This page is devoted to suggestions and recommendations for writing rule text.
- Use clear referents. Pronouns that do not clearly indicate their reference are fair game for "creative interpretation".
- Beware self-reference. A rule or concept that has a circular reference to itself can get very confusing, and even crash the game by paradox.
- Be consistent with keywords. Varying the language may sound better, but using different words like "hold" and "carry" for the same concept will cause confusion. The rule is more secure if the keywords are kept monotonously consistent.
- Verify you haven't accidentally used a defined term. Check the glossary and rest of the ruleset for any important words you use. They may have unexpected meanings.
- Consider your assumptions. The rules of logic always apply, but the underlying assumptions are subject to the whim of the players, so it is a good idea to assess what the current game environment will permit. Is the game simulationist or purely abstract? Generally, assumptions about a concrete concept are slightly safer than assumptions about a fantastical concept. (Can one have a negative number of Bananas? Or give the same Banana to three people simultaneously? Or eat a Banana and have it, too? What about if we are talking about Magical Energy instead of Bananas?)
- Specify rule interactions. It is better to specify rule interactions explicitly. In particular, conflicts with other rules should be addressed by establishing a precedence order between them.

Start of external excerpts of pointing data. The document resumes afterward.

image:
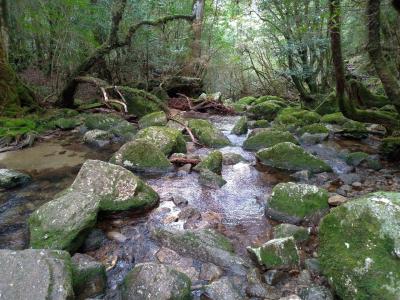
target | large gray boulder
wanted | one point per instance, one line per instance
(155, 281)
(99, 186)
(35, 274)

- Keep it short and sweet. Concise text is easier to work with. Unless obscuration is your goal...
- Build components. A complex rule proposal is more likely to pass if it is built out of rule "chunks". It may also be easier to judge its effect by observing the smaller components in play.
- Use examples. (hmmm, these guidelines could use some examples!)
(it would be nice to add sample blocks of rule text we consider "solid" which could be copied and re-used.)